Cage is not only the main character for Lord of War, but, since the entire film is told from his perspective, he’s also the narrator of the film, which means his voice and emotion serve as our guide through the events of the movie and really set the pace for the story on screen. As such, the film is truly dependent upon Cage’s abilities, which takes a little getting used to. The first half hour or so feels like it drags a bit. As I adjusted to a narrated movie flow (instead of having the events unfold without a narration) the pacing got better, making a big difference by allowing that extra touch of character that comes with an internal dialog to come into play.
In Lord of War, Cage plays Yuri Orlov, a Ukrainian immigrant who discovers that, like doctors and morticians, human beings will always have a need for people who sell guns. Yuri shares with us his whole story, from his first experience with a gun sale through his monumental heights, to his inevitable downfall. As he tells us at the beginning, he doesn’t try and sugar coat the story; he knows he’s not the best representative of the human race. Although Yuri first attempts to break into the legal market of arms dealings, competitors like Simeon Weisz (Ian Holm) make that near impossible, forcing Yuri to resort to black and (Yuri’s favorite) “gray” markets.

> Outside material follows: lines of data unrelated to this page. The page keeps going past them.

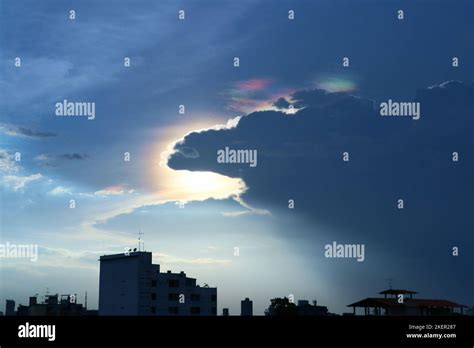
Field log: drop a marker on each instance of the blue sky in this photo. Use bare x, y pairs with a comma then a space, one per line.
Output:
190, 62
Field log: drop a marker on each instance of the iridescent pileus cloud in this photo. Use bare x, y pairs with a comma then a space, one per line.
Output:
254, 94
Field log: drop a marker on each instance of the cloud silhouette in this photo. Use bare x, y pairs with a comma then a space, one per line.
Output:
300, 157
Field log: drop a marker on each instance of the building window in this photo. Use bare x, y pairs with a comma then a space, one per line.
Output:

As with all rich men, Yuri surrounds himself with people who are eventually affected by his chosen career. This includes his parents and his trophy wife, model Ava Fontaine (Bridget Moynahan) - Yuri’s dream girl since age ten. While the story of Yuri finally getting together with Ava is an interesting one, it turns to sorrow as the realization comes that Yuri discusses his arms deals and weapons with more passion and emotion then he uses to talk to his wife.
However, the first to fall to Yuri’s world of corruption is his own brother, Vitaly (Jared Leto) who initially serves as a business partner but eventually succumbs to a cocaine addiction. Sadly this means Vitaly spends most of the movie coked up, or just plain crazy, the result of the only real difference between the two Ukrainian boys: a conscience. Vitaly has one, Yuri doesn’t, and so Vitaly turns to drugs to hide from the consequences of their sales. Jared Leto brings that same honesty to his character as Cage, although the two offer a huge contrast between Vitaly’s regret and Yuri’s passion. It’s no mistake that Vitaly disappears for long stretches of the film while Yuri gets so involved in his business. During these times, the conscience of the movie becomes FBI Agent Jack Valentine (Ethan Hawke). Unlike Vitaly, who is haunted by his actions, Yuri is simply chased by a conscious which never seems able to keep up with his skill in deception.

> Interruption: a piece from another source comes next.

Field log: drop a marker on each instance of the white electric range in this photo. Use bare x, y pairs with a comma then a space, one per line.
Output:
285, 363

While the bulk of the movie relies on Cage’s formidable abilities, writer/director Andrew Niccol deserves praise for the movie’s story, dialog, and visual style. The most original credit sequences since School of Rock shows the audience just how much money is in weapons as we see just how many hands a single bullet passes through on its trip from creation to its eventual, destructive use. Just as enjoyable is the movie’s dialog, with some great banter and quotable gems including my personal favorite: “that’s the trouble with falling in love with a dream girl… they have a habit of becoming real.” It’s just another lesson that Yuri learns the hard way, beautifully summed up by Niccol’s writing and Cage’s heartfelt delivery.
The one big issue I have with the Lord of War is a political message literally tacked on to the end of the film. The entire movie is about Yuri’s questionable business, and the ethics behind selling guns: is it just a business, or does the seller bear some responsibility in what happens with those weapons? Vitaly sees the responsibility, Yuri doesn’t. The two performances form a great debate in the movie without being forceful, creating thoughtful material to consider once the movie is over. Unfortunately by tossing in a couple of closing title screens the film changes to a specifically overt point of view by attempting to place the blame on a particular. Personal politics aside, it’s a disappointing move from a movie that achieved so much until those last thirty seconds.
Lord of War is not a comedy or an action flick as the trailers sometimes try to portray it. Some of those elements are in it, but at its core it’s a deep morality play, lead by one of Hollywood’s most honest and sincere performers. Even with a forced political motive shoved in at the end, Lord has a decent message to deliver.